Parce que la guerre est toujours compliquée. Pour l’instant, il n’y a pas de visibilité sur le calendrier qui a été réellement anticipé par les Américains. Le Pentagone a probablement planifié pour des semaines voire des mois d’opérations avec différents types de scénarios, certains plus optimistes que d’autres. Publiquement, Donald Trump affiche une politique confiante. Mais est-ce que c’est représentatif de ce qui se passe vraiment dans les états-majors ? Ça, on ne peut pas le dire.
Il n’y a pas de raison de penser que les militaires américains soient totalement dupes. J’ai échangé avec une ancienne du Mossad, le renseignement israélien, qui expliquait que les Israéliens savaient que pour les postes à responsabilité en Iran, on avait prévu deux à trois remplaçants pour éviter toute décapitation des responsables. Une stratégie est prévue pour faire face à ça. À quel point ils ont sous-estimé l’efficacité de cette résilience dans la hiérarchie iranienne, l’histoire le dira.
Les États-Unis et Israël ont dit avoir détruit une grande partie de l’arsenal iranien. Quelle analyse peut-on en faire ?
C’est plutôt crédible puisque ça correspond à peu près à ce qu’on voit : baisse du volume de frappes de la part des Iraniens sur les pays du Golfe, donc perte de terrain. C’est probablement dû aux destructions américano-israéliennes et à des stocks partiellement épuisés. Cela ne veut pas dire que les capacités iraniennes sont anéanties. Cela veut dire qu’ils vont devoir changer de tactique. C’est ce qu’ils font quand ils disent vouloir miner le détroit d’Ormuz, par exemple.
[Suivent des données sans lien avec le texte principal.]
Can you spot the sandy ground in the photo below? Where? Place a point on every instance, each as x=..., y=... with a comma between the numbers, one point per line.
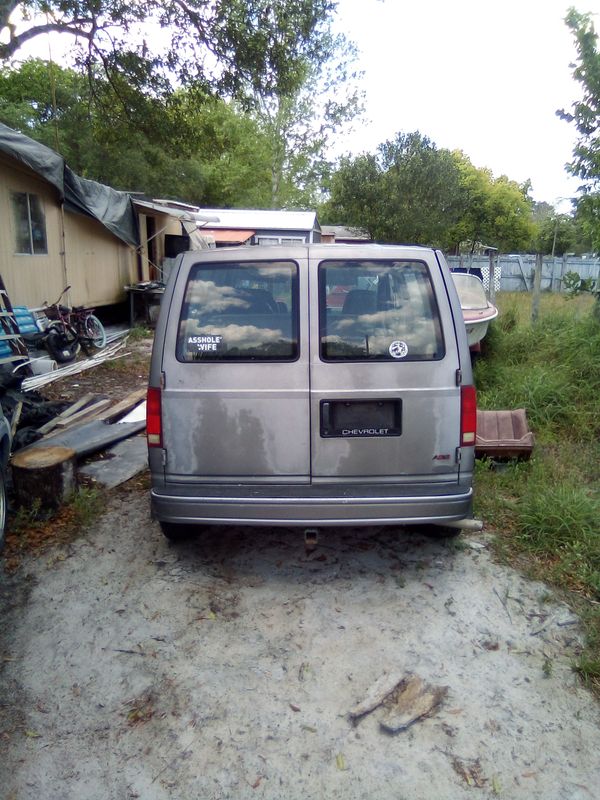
x=225, y=668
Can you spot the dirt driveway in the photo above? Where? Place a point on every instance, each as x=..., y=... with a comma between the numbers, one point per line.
x=226, y=668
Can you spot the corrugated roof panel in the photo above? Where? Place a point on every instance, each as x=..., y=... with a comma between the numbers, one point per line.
x=261, y=219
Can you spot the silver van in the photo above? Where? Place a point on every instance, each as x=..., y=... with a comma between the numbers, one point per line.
x=310, y=385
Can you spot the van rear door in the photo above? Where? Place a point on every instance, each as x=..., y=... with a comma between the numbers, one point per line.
x=385, y=402
x=236, y=397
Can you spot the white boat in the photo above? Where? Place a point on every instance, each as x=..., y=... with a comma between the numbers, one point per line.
x=477, y=310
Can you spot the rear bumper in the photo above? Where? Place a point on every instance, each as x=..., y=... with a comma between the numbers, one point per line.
x=301, y=509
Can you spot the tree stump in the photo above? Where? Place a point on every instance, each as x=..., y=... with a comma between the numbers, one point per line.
x=44, y=474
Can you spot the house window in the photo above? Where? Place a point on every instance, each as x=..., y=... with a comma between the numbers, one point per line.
x=30, y=224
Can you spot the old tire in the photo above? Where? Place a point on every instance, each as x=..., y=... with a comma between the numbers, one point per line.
x=94, y=330
x=61, y=346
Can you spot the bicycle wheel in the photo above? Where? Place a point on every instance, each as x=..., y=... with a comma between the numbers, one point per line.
x=94, y=330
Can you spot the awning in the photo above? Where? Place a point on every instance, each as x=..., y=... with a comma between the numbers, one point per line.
x=229, y=236
x=185, y=215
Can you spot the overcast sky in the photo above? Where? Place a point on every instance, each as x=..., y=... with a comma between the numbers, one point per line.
x=482, y=76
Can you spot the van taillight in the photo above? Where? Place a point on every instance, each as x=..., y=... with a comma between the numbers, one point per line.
x=468, y=416
x=153, y=418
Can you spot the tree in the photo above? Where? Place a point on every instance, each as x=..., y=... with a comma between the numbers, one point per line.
x=300, y=124
x=410, y=191
x=197, y=148
x=585, y=114
x=226, y=45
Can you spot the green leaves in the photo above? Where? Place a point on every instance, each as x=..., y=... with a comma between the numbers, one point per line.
x=412, y=192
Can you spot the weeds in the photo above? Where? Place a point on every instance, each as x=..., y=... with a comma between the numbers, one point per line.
x=547, y=510
x=37, y=529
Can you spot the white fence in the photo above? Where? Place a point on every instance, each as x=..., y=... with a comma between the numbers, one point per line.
x=515, y=273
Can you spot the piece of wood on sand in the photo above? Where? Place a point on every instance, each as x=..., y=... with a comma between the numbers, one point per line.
x=412, y=700
x=377, y=693
x=45, y=475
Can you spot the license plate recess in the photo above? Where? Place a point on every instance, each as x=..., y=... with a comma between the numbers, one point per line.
x=361, y=418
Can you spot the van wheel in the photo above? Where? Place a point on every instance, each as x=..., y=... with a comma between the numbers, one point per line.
x=176, y=532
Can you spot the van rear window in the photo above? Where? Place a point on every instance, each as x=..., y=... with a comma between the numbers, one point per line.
x=240, y=312
x=378, y=310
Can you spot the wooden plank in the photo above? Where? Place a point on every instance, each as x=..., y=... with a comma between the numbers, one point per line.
x=89, y=411
x=15, y=418
x=125, y=405
x=503, y=434
x=69, y=411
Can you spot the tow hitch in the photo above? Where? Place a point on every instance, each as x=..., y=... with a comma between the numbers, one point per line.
x=311, y=539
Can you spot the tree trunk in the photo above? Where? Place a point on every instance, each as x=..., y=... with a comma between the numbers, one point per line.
x=45, y=475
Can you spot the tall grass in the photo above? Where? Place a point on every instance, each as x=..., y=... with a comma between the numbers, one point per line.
x=548, y=509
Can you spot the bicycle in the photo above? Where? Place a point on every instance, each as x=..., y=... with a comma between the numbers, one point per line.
x=69, y=329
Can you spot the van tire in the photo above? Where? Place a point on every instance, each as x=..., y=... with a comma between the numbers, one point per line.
x=176, y=532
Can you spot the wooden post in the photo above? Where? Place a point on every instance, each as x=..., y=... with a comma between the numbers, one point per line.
x=44, y=474
x=492, y=291
x=537, y=287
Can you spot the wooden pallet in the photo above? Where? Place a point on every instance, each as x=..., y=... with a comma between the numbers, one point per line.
x=503, y=434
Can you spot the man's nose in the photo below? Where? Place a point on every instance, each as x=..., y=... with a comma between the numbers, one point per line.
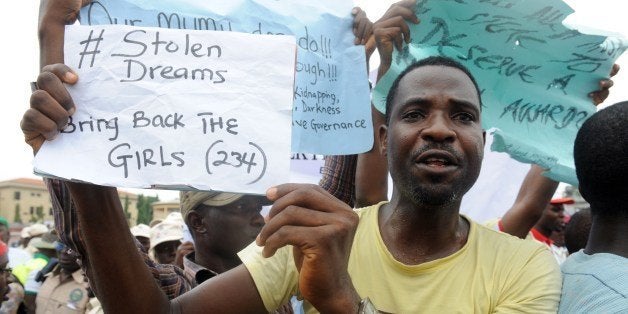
x=258, y=220
x=438, y=129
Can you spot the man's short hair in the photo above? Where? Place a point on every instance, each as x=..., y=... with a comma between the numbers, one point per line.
x=577, y=230
x=601, y=159
x=437, y=61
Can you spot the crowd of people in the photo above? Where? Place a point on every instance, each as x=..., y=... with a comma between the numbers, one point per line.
x=341, y=246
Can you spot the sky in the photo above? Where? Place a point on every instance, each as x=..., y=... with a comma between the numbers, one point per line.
x=19, y=58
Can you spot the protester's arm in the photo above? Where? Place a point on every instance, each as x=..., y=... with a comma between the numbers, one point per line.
x=537, y=190
x=389, y=31
x=535, y=193
x=339, y=172
x=601, y=94
x=320, y=229
x=338, y=177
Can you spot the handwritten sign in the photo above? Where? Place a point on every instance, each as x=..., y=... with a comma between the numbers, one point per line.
x=176, y=109
x=331, y=110
x=534, y=73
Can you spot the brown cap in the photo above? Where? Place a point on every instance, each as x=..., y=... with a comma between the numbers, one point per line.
x=191, y=199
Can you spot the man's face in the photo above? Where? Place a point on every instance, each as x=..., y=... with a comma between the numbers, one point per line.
x=236, y=225
x=145, y=242
x=67, y=259
x=5, y=234
x=434, y=140
x=166, y=252
x=4, y=285
x=553, y=217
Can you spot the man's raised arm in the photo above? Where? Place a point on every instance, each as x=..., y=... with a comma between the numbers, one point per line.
x=115, y=267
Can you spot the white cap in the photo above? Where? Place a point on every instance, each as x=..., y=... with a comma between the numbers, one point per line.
x=141, y=230
x=175, y=217
x=33, y=230
x=167, y=230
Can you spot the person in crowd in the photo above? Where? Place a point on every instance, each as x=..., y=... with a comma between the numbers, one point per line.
x=165, y=238
x=420, y=228
x=320, y=255
x=64, y=289
x=11, y=291
x=595, y=280
x=577, y=230
x=29, y=233
x=44, y=260
x=221, y=224
x=17, y=256
x=142, y=233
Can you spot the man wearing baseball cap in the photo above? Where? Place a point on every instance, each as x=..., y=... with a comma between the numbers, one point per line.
x=553, y=219
x=221, y=224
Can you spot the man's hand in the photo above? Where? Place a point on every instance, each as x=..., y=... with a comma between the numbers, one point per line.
x=363, y=31
x=320, y=228
x=600, y=95
x=60, y=11
x=50, y=106
x=392, y=30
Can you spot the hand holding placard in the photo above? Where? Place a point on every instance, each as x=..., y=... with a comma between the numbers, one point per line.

On n’a pas le détail de toutes les frappes américano-israéliennes, mais on sait qu’ils ont frappé massivement les capacités de défense sol-air, les capacités balistiques, les capacités aériennes et la marine. Ils visent également les sites de production industrielle, les capacités de commandement et les infrastructures numériques et digitales comme les data centers.
Qu’est-ce qui rend cette armée assez redoutable, malgré ses faiblesses ?
Leur anticipation. Depuis une vingtaine d’années, ils savent que s’il y a un affrontement avec les Américains, ils ne pourront pas égaler le rapport de force. Ils ont donc adapté leur stratégie en menant des opérations assimilées à du terrorisme : des attaques cyber, du piégeage dans les axes maritimes parce que toute l’économie mondiale en est dépendante…
Peut-on s’attendre à ce qu’il y ait des surprises dans d’autres domaines ?
À mon sens, les deux gros éléments de surprise qu’on pourrait avoir, c’est leur résilience dans leur capacité à produire et à continuer de tirer des drones, parce que ça fait partie des choses qui sont frappées par les Américains et les Israéliens. Le deuxième point d’intérêt, auquel les pays font très attention mais qu’on ne sait pas évaluer pour l’instant, c’est leur capacité à mener des opérations en dehors de leur territoire, contre des intérêts américains ou israéliens, soit avec des agents infiltrés, soit via des groupes armés qu’ils manipuleraient.